= Policy Review (Labour Party) =

The Policy Review was a wide-ranging study by the British Labour Party. It was appointed to formulate popular policies in the aftermath of Labour's third successive electoral defeat in 1987.

On 14 September 1987, the chairman of Labour's home policy committee, Tom Sawyer, put forward the Policy Review plan in a paper, after consultation with Labour's leader, Neil Kinnock. Sawyer's paper included recommendations on how Labour could win back the skilled working class and it reviewed Labour's policies on enterprise, wealth creation, taxation and social security.
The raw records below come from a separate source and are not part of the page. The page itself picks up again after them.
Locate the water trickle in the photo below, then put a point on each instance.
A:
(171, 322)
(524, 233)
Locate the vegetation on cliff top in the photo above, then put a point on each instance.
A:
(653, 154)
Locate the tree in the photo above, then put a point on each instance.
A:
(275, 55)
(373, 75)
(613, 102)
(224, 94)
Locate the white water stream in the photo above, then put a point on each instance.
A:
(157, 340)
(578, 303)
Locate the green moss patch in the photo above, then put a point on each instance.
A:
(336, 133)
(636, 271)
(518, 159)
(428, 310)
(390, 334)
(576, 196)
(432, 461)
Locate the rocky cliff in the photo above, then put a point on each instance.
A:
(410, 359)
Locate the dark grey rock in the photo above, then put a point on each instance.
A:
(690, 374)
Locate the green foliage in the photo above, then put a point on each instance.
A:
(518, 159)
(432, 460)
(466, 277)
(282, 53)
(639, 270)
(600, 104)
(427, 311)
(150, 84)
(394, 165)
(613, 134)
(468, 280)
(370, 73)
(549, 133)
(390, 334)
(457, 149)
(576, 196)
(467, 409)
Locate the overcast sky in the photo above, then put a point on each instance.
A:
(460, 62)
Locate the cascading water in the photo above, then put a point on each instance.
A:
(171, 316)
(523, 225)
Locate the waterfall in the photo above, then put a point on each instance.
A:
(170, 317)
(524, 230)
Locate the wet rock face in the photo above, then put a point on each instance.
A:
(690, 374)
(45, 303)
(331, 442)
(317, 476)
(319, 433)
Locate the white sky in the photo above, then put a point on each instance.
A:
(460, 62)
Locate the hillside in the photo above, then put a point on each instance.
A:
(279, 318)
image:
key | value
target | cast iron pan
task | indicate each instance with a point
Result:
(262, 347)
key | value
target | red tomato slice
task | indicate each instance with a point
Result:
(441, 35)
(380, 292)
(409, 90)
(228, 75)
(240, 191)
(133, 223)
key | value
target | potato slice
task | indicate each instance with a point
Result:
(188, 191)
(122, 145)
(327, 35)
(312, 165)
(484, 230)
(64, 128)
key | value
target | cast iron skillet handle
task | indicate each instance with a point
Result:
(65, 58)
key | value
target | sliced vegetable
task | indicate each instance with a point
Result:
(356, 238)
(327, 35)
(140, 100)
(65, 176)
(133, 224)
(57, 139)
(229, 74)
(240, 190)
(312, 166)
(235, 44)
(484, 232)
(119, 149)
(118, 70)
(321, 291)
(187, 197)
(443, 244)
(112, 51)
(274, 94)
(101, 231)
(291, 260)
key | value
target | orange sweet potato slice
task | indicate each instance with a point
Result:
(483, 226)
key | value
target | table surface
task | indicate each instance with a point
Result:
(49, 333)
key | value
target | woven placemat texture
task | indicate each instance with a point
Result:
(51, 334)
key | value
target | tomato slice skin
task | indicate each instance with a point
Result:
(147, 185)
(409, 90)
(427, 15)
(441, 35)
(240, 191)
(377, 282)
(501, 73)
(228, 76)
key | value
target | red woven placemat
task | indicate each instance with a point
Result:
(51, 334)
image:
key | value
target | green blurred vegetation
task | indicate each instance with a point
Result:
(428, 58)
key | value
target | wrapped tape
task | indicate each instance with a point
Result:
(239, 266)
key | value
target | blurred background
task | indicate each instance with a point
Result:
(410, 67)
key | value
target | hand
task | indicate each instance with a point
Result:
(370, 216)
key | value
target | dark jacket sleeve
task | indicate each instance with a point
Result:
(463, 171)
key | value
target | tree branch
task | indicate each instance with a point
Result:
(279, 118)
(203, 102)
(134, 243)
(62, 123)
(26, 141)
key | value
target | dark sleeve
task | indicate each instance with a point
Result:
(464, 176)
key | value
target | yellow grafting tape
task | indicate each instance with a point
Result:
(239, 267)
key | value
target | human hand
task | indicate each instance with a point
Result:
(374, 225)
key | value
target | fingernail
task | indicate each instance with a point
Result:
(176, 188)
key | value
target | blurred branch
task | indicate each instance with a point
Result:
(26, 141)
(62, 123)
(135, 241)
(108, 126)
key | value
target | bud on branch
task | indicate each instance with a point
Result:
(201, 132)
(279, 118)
The home policy committee voted overwhelmingly in favour of Sawyer's three-year plan to produce a new statement of Labour's policies by 1990. The Labour Party's annual conference voted to endorse the Policy Review on 28 September.

However, MPs on the left of the Labour Party criticised the Policy Review. At the home police committee meeting that endorsed the Review, Tony Benn unsuccessfully put forward an alternative paper titled The Aims and Objectives of the Labour Party. This included proposals for leaving NATO, ending nuclear power, abolition of the House of Lords, the democratisation of the magistracy and the introduction of assessors into the High Court to supervise judges. The paper also stated that Labour should support everyone's right to follow their own conscience, even if this involved breaking the law. Benn said: "There is a real risk that if we are seen to be abandoning our faith, in the search for media approval, we could be seen as a purely opportunistic party that is prepared to say anything to get into office and is ready to sacrifice good policies when the opinion polls swing against us". At a socialist conference held in Benn's constituency of Chesterfield on 24/25 October, left-wing Labour figures such as Arthur Scargill, Ken Livingstone and Eric Heffer attacked the Policy Review. Scargill said Labour's new realism was "class collaboration" that offered "palliatives not revolutionary change".

The first stage of the Policy Review reported on 25 May 1988, with seven policy reports that contained 40,000 words. Policies traditionally supported by the Labour Left (such as withdrawal from the European Community and nationalisation) were dropped, as were very high income tax rates for top earners. On 5 June, Kinnock said for the first time that Labour would not unilaterally abolish Britain's nuclear weapons but would use Trident as a bargaining chip to achieve multilateral nuclear disarmament.

In opposition to the direction Kinnock was leading the party, Benn launched an eight-month campaign for the position of Labour leader in 1988. On 2 October, Kinnock won with 88.6% of the vote and his victory was interpreted as an endorsement of the Policy Review. On the day after Kinnock's victory, the Labour Party's conference endorsed the Policy Review by a margin of 5 to 1.

On 9 May 1989, Labour's National Executive Committee voted to endorse the defence policy review by 17 votes to 8. This committed Labour to multilateral nuclear disarmament. At the Labour Party conference in October 1989, the Policy Review documents were endorsed by large majorities.